Aan de Voorzitter van de Tweede Kamer der Staten-Generaal
Den Haag, 22 maart 2018
Aan het einde van de tweede termijn van de mondelinge behandeling van het wetsvoorstel herziening regeling meerdaadse samenloop op 13 maart jl. (Handelingen II 2017/18, nr. 60) heb ik toegezegd bij brief in te gaan op het amendement van het lid Van Dam, inmiddels het tweede nader gewijzigde amendement Groothuizen en Van Dam (Kamerstuk 34 126, nr. 16). Voorts heb ik bij die gelegenheid aangegeven schriftelijk te zullen reageren op de motie van het lid Helder met Kamerstuk 34 126, nr. 12. Deze brief strekt ertoe aan beide toezeggingen tegemoet te komen. Daaraan voorafgaand veroorloof ik mij graag nog een korte schets te geven van de achtergrond van dit wetsvoorstel, omdat die relevant is voor de beoordeling van het amendement nr. 16.
Het wetsvoorstel
De aanzet tot dit wetsvoorstel vormde een vonnis van de rechtbank Amsterdam uit 2011 in een ernstige zedenzaak. De rechtbank had de meerdaadse samenloopregeling buiten toepassing gelaten omdat te weinig strafruimte zou overblijven. Deze uitspraak leidde tot de nodige aandacht in de politiek, de media en de literatuur. Mijn ambtsvoorganger heeft daarop door het WODC onderzoek laten verrichten. Daaruit bleek niet veel behoefte aan veranderingen. Maar er was ook wel de nodige kritiek op het sterk strafverminderende effect van de regeling, vooral bij ongelijktijdige berechting. Die kritiek sloot goed aan bij het voornemen van de vorige regering om de regeling te verruimen.

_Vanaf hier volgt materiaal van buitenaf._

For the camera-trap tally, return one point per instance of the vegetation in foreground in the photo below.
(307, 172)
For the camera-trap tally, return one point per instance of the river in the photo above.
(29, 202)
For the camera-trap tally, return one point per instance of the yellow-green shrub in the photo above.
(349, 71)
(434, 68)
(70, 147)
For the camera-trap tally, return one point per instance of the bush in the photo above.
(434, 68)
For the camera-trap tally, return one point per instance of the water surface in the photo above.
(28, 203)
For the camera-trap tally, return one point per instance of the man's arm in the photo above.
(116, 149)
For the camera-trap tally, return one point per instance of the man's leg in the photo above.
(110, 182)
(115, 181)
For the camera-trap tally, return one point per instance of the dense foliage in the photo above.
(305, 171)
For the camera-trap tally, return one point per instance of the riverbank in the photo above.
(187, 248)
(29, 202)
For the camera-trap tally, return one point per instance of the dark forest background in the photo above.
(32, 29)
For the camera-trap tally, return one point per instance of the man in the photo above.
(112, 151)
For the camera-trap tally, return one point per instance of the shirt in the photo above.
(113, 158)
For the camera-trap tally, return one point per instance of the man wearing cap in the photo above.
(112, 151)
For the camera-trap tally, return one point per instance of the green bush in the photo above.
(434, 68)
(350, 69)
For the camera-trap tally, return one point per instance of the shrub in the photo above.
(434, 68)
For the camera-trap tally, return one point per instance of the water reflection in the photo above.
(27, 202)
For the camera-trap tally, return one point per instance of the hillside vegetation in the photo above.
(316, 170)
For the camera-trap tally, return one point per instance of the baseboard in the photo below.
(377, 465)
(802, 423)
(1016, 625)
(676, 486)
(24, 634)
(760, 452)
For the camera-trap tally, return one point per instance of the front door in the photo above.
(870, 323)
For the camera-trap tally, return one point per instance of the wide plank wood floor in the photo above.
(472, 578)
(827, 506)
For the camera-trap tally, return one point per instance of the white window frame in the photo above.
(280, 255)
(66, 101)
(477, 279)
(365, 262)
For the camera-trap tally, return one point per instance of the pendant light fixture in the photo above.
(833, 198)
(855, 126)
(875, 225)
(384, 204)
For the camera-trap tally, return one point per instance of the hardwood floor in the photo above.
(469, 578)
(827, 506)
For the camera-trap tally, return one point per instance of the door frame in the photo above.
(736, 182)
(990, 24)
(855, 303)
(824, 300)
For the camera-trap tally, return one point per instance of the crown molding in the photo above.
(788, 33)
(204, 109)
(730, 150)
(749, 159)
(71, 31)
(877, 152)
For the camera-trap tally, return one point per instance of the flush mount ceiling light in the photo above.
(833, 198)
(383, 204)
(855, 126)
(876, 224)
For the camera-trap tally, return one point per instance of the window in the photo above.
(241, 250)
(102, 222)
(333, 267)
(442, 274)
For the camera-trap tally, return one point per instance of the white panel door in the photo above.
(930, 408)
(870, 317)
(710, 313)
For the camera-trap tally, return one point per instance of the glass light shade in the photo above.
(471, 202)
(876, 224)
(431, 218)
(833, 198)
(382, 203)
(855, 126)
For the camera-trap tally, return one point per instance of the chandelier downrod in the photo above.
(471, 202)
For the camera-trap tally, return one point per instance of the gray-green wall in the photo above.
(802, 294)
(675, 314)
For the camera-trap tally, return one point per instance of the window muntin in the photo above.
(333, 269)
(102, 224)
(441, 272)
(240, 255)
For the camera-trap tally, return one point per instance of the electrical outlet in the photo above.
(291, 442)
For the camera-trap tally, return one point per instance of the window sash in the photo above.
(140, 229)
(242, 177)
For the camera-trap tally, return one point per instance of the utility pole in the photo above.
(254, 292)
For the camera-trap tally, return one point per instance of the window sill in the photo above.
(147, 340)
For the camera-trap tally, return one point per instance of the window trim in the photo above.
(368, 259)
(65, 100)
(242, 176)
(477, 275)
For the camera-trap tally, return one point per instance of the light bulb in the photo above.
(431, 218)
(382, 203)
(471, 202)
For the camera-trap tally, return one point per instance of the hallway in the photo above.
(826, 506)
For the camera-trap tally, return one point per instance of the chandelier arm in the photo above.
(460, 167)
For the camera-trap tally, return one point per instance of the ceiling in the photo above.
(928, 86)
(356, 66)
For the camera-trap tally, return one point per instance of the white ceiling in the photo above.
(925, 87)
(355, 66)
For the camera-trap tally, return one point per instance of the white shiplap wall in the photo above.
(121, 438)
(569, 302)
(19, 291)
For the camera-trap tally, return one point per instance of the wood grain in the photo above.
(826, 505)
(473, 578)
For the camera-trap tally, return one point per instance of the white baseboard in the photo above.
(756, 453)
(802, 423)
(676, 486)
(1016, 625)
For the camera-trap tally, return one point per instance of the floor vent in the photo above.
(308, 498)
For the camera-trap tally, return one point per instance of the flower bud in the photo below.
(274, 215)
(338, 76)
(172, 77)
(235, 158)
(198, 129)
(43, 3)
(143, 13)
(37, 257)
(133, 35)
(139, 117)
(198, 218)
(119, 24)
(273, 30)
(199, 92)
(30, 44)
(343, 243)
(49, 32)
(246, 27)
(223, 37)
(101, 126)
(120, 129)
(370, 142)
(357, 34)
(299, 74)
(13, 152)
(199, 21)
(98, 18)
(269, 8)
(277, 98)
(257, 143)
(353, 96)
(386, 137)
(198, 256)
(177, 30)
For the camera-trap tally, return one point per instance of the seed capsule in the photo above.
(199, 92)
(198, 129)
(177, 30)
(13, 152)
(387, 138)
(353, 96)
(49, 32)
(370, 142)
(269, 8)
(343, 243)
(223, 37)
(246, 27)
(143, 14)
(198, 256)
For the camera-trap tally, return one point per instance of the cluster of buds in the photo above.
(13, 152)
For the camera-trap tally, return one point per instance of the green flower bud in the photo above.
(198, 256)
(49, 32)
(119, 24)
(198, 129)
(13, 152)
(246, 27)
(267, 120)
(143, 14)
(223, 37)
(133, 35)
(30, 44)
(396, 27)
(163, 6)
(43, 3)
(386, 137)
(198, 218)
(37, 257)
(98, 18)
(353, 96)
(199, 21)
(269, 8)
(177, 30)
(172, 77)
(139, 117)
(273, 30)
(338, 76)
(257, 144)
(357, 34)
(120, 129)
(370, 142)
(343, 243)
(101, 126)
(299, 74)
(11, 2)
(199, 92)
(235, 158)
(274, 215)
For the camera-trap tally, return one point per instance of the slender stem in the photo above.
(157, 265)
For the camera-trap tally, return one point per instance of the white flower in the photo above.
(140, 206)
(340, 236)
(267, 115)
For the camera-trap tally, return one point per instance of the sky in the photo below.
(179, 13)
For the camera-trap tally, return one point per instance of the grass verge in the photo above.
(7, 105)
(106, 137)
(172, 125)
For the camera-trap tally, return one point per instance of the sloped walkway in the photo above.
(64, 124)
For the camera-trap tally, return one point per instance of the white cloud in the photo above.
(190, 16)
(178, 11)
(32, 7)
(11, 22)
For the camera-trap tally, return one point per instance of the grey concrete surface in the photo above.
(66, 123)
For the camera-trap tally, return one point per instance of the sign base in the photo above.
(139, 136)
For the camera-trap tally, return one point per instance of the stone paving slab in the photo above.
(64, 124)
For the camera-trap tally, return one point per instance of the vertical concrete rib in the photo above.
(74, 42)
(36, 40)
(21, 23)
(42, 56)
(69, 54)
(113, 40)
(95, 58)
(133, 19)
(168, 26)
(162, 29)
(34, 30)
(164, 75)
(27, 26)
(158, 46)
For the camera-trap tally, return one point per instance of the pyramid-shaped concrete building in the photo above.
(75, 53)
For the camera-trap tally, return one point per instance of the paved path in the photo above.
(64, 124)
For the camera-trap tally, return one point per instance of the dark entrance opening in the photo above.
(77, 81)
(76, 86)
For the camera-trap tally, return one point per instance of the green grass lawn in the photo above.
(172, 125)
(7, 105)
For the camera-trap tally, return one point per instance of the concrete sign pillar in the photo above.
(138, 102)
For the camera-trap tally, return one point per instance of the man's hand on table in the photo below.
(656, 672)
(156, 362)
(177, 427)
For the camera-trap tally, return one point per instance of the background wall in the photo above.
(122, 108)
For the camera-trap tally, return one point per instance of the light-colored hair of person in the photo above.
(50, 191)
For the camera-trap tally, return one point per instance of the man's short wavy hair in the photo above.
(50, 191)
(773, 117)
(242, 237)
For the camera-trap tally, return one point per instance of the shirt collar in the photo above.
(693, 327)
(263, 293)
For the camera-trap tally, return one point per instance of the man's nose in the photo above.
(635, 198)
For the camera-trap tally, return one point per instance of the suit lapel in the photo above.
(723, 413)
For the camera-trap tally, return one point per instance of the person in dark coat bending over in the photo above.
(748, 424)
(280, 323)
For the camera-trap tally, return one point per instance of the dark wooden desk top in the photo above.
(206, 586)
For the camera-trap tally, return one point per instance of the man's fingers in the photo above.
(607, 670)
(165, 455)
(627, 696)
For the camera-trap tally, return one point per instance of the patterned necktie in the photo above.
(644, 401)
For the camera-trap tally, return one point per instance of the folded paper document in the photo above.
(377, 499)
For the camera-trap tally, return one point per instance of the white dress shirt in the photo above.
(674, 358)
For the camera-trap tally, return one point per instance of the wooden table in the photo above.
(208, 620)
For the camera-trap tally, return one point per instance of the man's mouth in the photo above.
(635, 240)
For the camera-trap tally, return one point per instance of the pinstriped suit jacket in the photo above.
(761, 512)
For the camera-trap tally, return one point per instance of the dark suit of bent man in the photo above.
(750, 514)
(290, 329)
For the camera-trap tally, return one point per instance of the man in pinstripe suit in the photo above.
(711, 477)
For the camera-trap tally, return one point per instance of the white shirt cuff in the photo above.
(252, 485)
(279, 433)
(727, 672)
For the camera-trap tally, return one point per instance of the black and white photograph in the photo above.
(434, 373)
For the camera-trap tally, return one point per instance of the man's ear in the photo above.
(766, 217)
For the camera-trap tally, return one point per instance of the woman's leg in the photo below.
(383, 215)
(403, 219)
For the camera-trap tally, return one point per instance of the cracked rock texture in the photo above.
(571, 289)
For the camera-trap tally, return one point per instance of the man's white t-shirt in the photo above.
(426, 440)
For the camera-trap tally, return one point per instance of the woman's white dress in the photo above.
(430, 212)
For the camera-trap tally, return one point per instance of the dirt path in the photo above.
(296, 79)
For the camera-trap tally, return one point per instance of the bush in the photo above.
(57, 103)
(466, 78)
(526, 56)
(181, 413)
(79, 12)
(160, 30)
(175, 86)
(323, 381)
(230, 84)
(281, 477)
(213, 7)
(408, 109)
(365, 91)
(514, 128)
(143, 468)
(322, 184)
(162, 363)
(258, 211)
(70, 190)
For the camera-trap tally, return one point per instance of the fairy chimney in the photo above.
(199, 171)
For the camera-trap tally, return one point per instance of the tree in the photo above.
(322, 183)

De meerdaadse samenloopregeling wordt toegepast als een verdachte meerdere strafbare feiten heeft begaan en daarvoor gelijktijdig terecht staat of daarvoor gelijktijdig terecht had kunnen staan. De wet begrenst in die gevallen de maximaal op te leggen straf voor die feiten. Uitgangspunt bij de wettelijke regeling van samenloop is dat bij iemand die voor meerdere strafbare feiten wordt berecht met de proportionaliteit van de totale duur van de vrijheidsstraf rekening wordt gehouden.
Artikel 63 Sr verklaart de regeling van meerdaadse samenloop ook van toepassing op de ongelijktijdige berechting van feiten die als meerdaadse samenloop hadden kunnen worden bestraft. Ook dan behoort conform de meerdaadse samenloopregeling een strafmatiging te gelden.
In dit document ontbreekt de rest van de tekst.